Re: RFC: planner statistics in 7.2

From: Philip Warner <pjw(at)rhyme(dot)com(dot)au>
To: Tom Lane <tgl(at)sss(dot)pgh(dot)pa(dot)us>, pgsql-hackers(at)postgreSQL(dot)org
Subject: Re: RFC: planner statistics in 7.2
Date: 2001-04-20 00:44:05
Message-ID: 3.0.5.32.20010420104405.02b2ce60@mail.rhyme.com.au
Views: Raw Message | Whole Thread | Download mbox | Resend email
Thread:
Lists: pgsql-hackers

At 18:37 19/04/01 -0400, Tom Lane wrote:
>(2) Statistics should be computed on the basis of a random sample of the
>target table, rather than a complete scan. According to the literature
>I've looked at, sampling a few thousand tuples is sufficient to give good
>statistics even for extremely large tables; so it should be possible to
>run ANALYZE in a short amount of time regardless of the table size.

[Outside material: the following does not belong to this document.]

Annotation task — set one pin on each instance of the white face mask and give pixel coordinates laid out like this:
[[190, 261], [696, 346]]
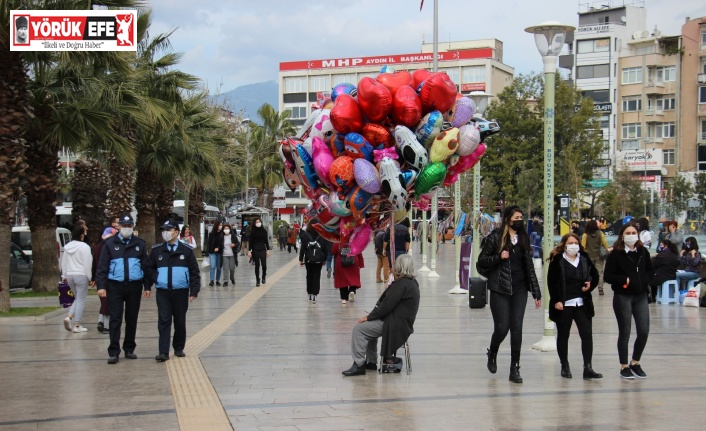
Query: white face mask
[[167, 235], [572, 249], [630, 240]]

This sounds great; can the same be done for clustering. ie. pick a random
sample of index nodes, look at the record pointers and so determine how
well clustered the table is?

>A simple approach would be a SET
>variable or explicit parameter for ANALYZE. But I am inclined to think
>that it'd be better to create a persistent per-column state for this,
>set by say
> ALTER TABLE tab SET COLUMN col STATS COUNT n

Sounds fine - user-selectability at the column level seems a good idea.
Would there be any value in not making it part of a normal SQLxx statement,
and adding an 'ALTER STATISTICS' command? eg.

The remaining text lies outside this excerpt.